De l’afrobeat de Fela Kuti au blufunk de Keziah Jones, la fourmilière de talents qu’est Lagos a, depuis des décennies, lié son destin à celui de la musique. La plus grande mégalopole d’Afrique perpétue cette tradition à travers son dernier joyau : Skata Vibration et son afrorock psychédélique, sauce moderne. Si en 2018, Wuta, premier album, avait franchi les portes des hauts-lieux de la scène lagotienne, Tatsuniyan Lagos pourrait bien offrir au quatuor des perspectives bien plus internationales.
Alors qu’ils fréquentaient le même studio, les Nigérians Adey (batterie), Stiques (voix), Laughter (basse) et Jad, d’origine libanaise (guitare), n’ont pas résisté longtemps à la tentation de s’éclater ensemble.
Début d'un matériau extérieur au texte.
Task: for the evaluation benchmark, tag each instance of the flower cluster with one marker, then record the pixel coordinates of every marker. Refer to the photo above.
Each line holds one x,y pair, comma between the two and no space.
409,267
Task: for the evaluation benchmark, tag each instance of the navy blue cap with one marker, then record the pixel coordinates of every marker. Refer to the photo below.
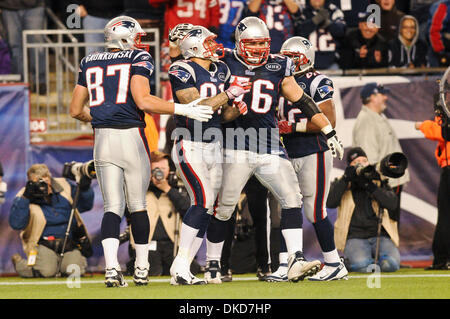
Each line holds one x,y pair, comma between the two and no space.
373,88
363,16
Le groupe était alors formé, pour notre plus grand plaisir, tant la communion est réelle et l’envoutement total. Résolument rock, Skata Vibration saupoudre son art de ce qu’afrobeat et soul offrent de plus puissant. Le tout s’ajoute à des sonorités afrorock traditionnelles des 60s et 70s, concoctant ainsi un cocktail des plus explosifs. Après 7 ans de vadrouille de part et d’autre du Nigéria, l’heure est à la maturité et elle se nomme : Tatsuniyan Lagos. En virtuoses inspirés, les quatre acolytes enflamment un album à la chaleur et l’énergie diablement curative !
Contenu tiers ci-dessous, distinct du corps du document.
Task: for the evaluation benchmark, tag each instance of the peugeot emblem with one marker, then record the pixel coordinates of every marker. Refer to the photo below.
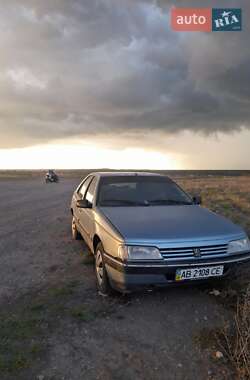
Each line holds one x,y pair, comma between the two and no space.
197,252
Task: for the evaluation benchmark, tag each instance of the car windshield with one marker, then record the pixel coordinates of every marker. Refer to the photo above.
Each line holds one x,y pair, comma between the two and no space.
141,190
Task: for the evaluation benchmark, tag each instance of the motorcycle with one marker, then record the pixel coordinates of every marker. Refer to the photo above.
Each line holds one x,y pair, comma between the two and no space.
51,177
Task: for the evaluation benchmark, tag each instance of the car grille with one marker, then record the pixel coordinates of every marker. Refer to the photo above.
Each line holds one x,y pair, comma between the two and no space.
188,253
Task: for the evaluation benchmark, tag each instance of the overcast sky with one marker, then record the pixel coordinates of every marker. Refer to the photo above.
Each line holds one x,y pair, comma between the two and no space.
113,74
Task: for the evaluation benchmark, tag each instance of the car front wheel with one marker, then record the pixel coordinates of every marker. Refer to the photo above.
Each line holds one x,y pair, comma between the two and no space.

Au commencement, "Centre Of Excellence" traduit parfaitement cette générosité et ce dynamisme addictif. Cette introduction, disponible depuis 3 semaines sur les plateformes d’écoute, donne un succulent avant-goût de la dextérité du quatuor. Apparaît ensuite le chant de Stiques, d’une sincérité absolue, pièce fondamentale de cette inébranlable harmonie. Maîtrisé de bout en bout, Tatsuniyan Lagos marque par le rythme effréné qu’il impose à l’auditeur, l’assoiffant toujours un peu plus à l’issue de chaque titre. Nous voilà pris au piège dans cette urgence endiablée, au coeur de laquelle, paradoxalement, on finit par se sentir si bien. La prédominance des cordes y est pour beaucoup. Vives et impérieuses, elles abritent, en grande partie, l’empreinte de Skata Vibration.
Du moins, jusqu’à "The Love Song", quand retentit la tendresse de la chanteuse germano-nigériane Nneka. Bien qu’à contre-courant, intervenant juste après l’insaisissable "Headless Chicken", cette rupture est un véritable temps fort. Elle puise sa pertinence dans l’immense douceur qu’elle transmet au cœur du brasier, telle une perle d’eau dans la fournaise. Nneka interprète également "Dark", dans un registre plus fulgurant, plus assimilable au reste de l’album.
Cette force ultra-vitaminée qui caractérise l’album se nourrit d’un quotidien brutal, déchiré entre corruption et injustice. Le Nigéria est aujourd’hui l’un des pays où la corruption est la plus omniprésente (selon Transparency International). Une situation qui laisse peu d’opportunités lumineuses à une jeunesse pourtant grondante, bercée par les luttes et les espoirs. C’est aussi à cette jeunesse survoltée et infatigable, à l’image de Skata Vibration, que s’adresse le somptueux Tatsuniyan Lagos.